I can not understand why everybody wants to see spikes of more than $1000 - $2000 everyday, they are not healthy for bitcoin, they are killing bitcoin because they are exposing it to be crasheable at any time.
This behavior is perfectly normal for not only bitcoin, but any other asset. After such insanely extreme volatility that we've seen recently, it's not unusual for it to relatively calm down.
Lets just wait a bit, i dont think that it will suddenly be touching thirty thousand dollars, because that is a huge rate, and how is going to buy more than 300 billion dollars worth of bitcoin in order to drive the price to a x2?
I dont think that a regular person will do it, not even a big bank, because that amount of money is not easy to find.
So this is a fundamental misunderstanding of how prices move. In order to double the price of bitcoin, you would need FAR less than $300 billion. The amount needed to push the price to double its current price has nothing to do with its market cap.

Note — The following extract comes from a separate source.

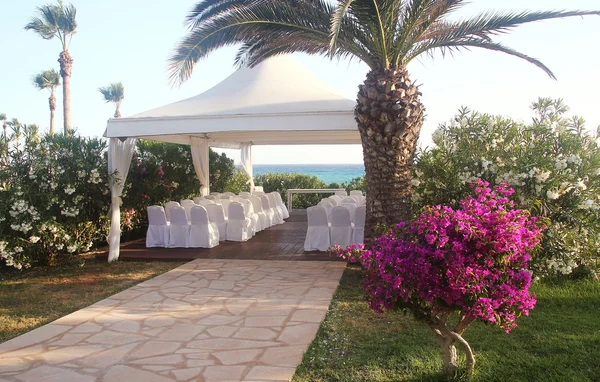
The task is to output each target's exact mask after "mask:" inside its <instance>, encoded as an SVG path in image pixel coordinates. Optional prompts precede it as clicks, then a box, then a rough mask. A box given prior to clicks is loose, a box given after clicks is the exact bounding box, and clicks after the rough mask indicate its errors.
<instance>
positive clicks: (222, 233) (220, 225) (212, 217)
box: [205, 204, 227, 241]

The price of bitcoin is whatever the last person to buy bitcoin (or sell) paid. Think about an order book. Imagine if there were very few orders, and they were spread out. What I mean is, there may be $1 million worth of orders to buy bitcoin between $17k and $18k, and then there might be $1.5 million worth or orders between $18k and $19k, and say there's like $10 million worth of orders between $19k and $25k. You could buy all of these orders for $12.5 million in this hypothetical scenario, which would result in the price of bitcoin being $25k. The market cap has all of a sudden increased by almost $150 billion but all it took was $12.5 million. Moving the price of an asset depends on the volume of trades, not the market cap.
Basically the market cap of an asset does not mean the total value of all of that asset is really that amount, and the amount of buying or selling interest required to move the price is correlated with volume and has nothing to do with market cap.
A completely unrelated side note that I think is kind of interesting is that even though Jeff Bezos is the richest man in the world on paper, because of this logic, he is FAR less rich than Bill Gates, Warren Buffet, and many other billionaires. The vast majority of his fortune is in Amazon stock, and he would not be able to move that money out of AMZN without crashing the price and devaluing the remainder of his fortune. If he wants to diversify and move his money out of AMZN, he has to do it slowly over many, many years. If he sold even 10% of his fortune, it would likely cut the price of the remainder of his fortune in half or maybe even worse.